Así pasó un tiempo incontable, no por largo, sino porque la señora Enríquez vivía fuera del discurrir de las edades. Era como si ese tiempo se hubiese parado y desconectado de un mundo que se precipitaba incesantemente hacia las sombras. Ella, sin embargo, seguía allí en su saloncito, en un apartamento del que ya no salía, rodeada de imágenes, unas flotantes y otras rígidas y pegadas a las paredes. Casi no se movía y apenas era capaz de llegar andando hasta el cuarto de baño por el kilométrico pasillo de paredes desnudas.

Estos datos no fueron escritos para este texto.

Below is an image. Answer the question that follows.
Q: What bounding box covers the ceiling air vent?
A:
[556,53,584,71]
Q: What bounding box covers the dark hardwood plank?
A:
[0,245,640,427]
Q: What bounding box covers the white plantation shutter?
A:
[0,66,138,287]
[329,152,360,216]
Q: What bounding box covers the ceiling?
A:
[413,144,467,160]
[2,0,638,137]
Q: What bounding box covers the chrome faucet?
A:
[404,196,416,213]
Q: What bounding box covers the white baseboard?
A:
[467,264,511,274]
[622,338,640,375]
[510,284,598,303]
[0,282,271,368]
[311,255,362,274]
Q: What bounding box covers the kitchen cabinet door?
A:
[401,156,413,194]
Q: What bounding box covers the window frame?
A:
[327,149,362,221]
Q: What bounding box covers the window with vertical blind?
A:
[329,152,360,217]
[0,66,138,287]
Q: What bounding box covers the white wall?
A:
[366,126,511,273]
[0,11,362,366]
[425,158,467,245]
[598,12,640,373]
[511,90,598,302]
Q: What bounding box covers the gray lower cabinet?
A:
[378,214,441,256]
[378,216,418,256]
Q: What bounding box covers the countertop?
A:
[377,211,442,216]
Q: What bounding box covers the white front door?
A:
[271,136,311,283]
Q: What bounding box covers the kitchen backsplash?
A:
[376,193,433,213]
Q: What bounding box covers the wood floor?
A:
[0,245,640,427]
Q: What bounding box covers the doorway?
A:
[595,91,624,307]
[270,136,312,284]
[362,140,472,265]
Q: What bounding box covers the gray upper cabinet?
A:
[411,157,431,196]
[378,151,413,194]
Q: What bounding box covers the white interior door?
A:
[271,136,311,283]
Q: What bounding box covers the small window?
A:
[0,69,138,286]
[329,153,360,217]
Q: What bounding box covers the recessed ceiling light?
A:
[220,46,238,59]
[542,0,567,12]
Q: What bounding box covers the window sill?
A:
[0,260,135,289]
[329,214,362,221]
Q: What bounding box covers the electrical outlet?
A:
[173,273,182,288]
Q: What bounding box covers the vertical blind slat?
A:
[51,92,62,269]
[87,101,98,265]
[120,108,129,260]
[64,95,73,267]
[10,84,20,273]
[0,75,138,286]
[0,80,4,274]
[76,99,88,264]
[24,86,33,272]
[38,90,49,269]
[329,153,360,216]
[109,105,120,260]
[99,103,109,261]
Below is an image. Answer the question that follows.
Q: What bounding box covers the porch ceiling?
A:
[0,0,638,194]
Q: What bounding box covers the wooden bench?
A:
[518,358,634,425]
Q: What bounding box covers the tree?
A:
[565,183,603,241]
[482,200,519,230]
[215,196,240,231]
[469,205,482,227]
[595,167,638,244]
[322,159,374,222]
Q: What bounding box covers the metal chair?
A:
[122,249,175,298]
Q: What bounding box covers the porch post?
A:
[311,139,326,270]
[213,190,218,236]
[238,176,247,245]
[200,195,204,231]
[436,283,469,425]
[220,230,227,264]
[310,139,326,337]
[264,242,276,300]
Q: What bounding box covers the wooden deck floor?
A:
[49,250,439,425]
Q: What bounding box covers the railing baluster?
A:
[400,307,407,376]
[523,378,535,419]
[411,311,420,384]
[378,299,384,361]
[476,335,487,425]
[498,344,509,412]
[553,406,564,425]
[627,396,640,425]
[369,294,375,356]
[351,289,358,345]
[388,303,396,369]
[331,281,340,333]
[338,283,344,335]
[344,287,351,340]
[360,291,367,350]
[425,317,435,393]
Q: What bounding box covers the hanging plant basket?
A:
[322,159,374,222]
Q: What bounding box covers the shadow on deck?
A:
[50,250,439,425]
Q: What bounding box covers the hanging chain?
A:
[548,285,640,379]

¿Cuántos años tenía? No quedaba nadie que los contase. Desde luego, más de ciento treinta. Quizás ciento cuarenta o cincuenta, o quizás doscientos, miles o millones. Tantos que ya no había nadie afuera, todos habían muerto. Incluso el sol la esperaba para marcharse. Sus únicas novedades eran los fantasmas que periódicamente venían a sumarse a la muchedumbre. A los últimos ya no los conocía, pero tampoco le extrañaban, a todos los aceptaba rutinariamente.

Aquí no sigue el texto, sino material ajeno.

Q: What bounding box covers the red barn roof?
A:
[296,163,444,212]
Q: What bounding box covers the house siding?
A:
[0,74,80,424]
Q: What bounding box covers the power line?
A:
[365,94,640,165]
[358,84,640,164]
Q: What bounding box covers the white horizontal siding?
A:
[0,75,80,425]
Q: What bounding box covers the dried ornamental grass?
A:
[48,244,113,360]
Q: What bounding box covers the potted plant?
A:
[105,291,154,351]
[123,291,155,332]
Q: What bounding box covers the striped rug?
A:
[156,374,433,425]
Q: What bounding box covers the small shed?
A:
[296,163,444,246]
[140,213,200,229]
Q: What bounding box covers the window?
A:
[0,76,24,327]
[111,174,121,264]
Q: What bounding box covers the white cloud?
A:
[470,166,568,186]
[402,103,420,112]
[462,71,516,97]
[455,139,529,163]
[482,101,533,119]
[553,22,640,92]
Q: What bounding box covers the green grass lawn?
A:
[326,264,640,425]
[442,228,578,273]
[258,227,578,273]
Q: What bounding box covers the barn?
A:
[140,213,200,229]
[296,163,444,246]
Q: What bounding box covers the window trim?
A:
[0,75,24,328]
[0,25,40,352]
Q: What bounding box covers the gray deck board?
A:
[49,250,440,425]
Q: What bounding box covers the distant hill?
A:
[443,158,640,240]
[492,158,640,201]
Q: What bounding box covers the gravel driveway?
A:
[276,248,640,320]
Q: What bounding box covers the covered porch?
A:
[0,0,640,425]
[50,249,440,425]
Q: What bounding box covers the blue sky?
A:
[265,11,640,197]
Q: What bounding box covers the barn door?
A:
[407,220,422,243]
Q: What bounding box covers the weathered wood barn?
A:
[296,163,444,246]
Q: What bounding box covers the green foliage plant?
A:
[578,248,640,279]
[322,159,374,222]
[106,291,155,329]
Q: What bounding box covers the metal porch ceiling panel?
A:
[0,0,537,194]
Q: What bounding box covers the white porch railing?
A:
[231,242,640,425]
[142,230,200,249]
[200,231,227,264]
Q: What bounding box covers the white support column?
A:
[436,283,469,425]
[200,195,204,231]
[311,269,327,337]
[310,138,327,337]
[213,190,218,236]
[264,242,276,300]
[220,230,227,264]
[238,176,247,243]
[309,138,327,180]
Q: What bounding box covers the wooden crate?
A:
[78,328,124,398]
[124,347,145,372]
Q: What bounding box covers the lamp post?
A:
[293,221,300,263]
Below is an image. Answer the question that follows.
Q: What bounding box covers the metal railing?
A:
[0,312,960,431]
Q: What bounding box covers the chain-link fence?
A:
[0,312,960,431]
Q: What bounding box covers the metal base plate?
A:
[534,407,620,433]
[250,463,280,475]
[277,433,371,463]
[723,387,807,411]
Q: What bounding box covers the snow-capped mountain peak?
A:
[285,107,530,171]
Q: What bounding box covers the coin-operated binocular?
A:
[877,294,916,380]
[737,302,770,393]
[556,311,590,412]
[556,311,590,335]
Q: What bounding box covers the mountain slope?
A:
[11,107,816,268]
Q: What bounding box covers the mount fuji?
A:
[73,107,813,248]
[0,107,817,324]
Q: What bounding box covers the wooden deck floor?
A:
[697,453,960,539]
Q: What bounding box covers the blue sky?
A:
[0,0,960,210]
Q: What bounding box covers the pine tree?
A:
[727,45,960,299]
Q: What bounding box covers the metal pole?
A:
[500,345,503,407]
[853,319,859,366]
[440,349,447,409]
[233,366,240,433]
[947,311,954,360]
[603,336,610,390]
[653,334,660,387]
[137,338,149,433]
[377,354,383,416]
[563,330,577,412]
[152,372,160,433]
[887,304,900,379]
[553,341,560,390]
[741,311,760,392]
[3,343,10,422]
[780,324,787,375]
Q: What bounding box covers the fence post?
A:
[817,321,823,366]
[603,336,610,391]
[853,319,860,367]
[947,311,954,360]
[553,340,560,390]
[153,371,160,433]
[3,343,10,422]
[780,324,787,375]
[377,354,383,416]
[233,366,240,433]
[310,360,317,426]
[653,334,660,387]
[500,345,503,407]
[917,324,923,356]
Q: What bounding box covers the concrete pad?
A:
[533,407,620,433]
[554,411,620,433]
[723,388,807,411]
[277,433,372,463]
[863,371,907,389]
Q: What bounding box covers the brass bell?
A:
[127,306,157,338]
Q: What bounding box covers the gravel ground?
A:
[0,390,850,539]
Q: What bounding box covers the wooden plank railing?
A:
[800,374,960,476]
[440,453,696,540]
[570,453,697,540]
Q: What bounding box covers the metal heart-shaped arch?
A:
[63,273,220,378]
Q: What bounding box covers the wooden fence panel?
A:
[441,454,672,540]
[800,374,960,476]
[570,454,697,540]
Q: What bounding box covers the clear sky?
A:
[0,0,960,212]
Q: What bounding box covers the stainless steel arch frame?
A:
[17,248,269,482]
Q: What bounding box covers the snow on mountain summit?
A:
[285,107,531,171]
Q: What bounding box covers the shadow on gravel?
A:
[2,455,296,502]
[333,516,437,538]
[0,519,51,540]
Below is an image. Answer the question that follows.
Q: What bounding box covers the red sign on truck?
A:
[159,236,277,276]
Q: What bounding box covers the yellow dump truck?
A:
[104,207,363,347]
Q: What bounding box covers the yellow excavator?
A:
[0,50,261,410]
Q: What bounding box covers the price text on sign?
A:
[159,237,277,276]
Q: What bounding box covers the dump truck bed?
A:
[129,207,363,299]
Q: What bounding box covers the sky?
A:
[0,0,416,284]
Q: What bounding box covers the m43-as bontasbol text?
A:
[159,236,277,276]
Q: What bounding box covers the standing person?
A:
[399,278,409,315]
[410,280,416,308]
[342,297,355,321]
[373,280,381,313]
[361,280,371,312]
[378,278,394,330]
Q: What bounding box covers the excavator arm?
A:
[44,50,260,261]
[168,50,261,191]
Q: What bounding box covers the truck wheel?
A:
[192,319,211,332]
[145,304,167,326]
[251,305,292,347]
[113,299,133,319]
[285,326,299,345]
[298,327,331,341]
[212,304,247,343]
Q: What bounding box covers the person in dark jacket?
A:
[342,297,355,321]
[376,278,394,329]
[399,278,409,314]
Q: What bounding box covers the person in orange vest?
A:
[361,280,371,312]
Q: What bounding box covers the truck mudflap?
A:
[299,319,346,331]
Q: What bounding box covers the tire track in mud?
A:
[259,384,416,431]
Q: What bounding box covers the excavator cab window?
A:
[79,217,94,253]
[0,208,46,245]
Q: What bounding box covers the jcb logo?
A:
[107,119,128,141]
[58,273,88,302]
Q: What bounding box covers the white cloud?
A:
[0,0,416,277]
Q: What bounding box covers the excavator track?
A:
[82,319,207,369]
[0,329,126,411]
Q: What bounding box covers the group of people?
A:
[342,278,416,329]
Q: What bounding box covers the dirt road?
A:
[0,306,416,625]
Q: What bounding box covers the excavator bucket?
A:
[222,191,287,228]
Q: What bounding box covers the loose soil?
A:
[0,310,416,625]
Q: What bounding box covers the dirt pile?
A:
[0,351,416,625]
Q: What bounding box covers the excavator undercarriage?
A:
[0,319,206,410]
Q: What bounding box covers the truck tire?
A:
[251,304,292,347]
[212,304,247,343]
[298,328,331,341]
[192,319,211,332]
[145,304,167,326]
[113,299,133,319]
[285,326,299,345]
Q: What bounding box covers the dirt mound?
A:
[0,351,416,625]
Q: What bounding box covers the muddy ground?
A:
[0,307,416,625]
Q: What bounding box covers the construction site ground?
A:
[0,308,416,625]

Un buen día, comenzaron a morirse hasta los muertos, y lo hicieron en orden inverso al de llegada. Primero un niño cuyo nombre desconocía, y que se fue al día siguiente de su aparición por una puerta luminosa que había al final del pasillo. A la señora Enríquez le produjo una extraña pena, una pena inédita sazonada de incontable senectud. Luego, silenciosamente, se fueron yendo otros. Se iban sin despedirse, como quien sale de una fiesta muy animada porque ya no tiene ánimos y no quiere molestar. Lo único que la anciana notaba era que cada vez había menos gente, pero no sabía quiénes faltaban; aunque algo intuía, especialmente cuando buscaba a alguno de los que tenía recuerdos y no lo encontraba, entonces murmuraba aquella vieja sentencia: «La próxima soy yo».

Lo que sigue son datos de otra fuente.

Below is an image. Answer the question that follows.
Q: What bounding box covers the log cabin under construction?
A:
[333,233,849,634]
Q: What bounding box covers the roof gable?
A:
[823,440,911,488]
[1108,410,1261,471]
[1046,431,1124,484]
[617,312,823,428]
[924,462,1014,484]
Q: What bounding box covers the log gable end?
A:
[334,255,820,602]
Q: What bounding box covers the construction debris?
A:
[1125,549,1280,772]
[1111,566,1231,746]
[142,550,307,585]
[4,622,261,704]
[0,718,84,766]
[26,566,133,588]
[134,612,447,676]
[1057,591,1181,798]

Pero no, la Señora Enríquez continuaba allí mientras se le remorían nietos, hijos y marido, y luego hermanos, que también estaban con ella desde su fallecimiento, aunque ella no los hubiese visto hasta muy tarde, cuando ya la casa estaba llena de espectros. Luego se fue su madre, vestida con un traje negro de domingo, y por fin su padre, cuyo rostro apenas había visto en vida y a quien justo al marcharse reconoció. Al final, solo quedaba una mujercilla achaparrada muy parecida a la señora Enríquez, pero más pequeña y flaca si cabe. Era su abuela, que se fue dando saltitos ―había muerto joven― y saludando con la mano como una reina.
Ahora estaba sola. Sola de verdad. No había muertos ni vivos que la acompañasen. Incluso la casa se le estaba muriendo. Notó que le faltaban muebles, luego muros y por fin habitaciones. ¿Dónde estaban la cocina, el baño y el dormitorio? Le quedaba solo un salón vacío con un ventanuco, pero afuera era de noche y no se veía nada. En ese silencio, la puerta por la que todos se habían ido, al final del pasillo, se iluminó muy tenuemente. En realidad, era un vano sin puerta, y en él se dibujó una silueta. Apareció un joven vestido de blanco cuyo rostro no se veía. Se acercó a la anciana muy despacio y la ayudó a levantarse con ternura. La señora Enríquez lo miró, pero sus ojos estaban tan gastados que solo vieron formas difusas. Le parecía un ángel, sin alas, pero ángel. ¿Ya me toca?, preguntó débilmente. Nadie le contestó. El joven la ayudó a caminar muy despacio en dirección al vano cuya luz crecía. Al otro lado se oían voces lejanas, risas y cantos. Atrás ya no quedaba nadie, el mundo se había acabado y ella era la última. Se sumergió en una luz cada vez más resplandeciente y sus arrugas infinitas se desvanecieron sin sombra que las dibujase.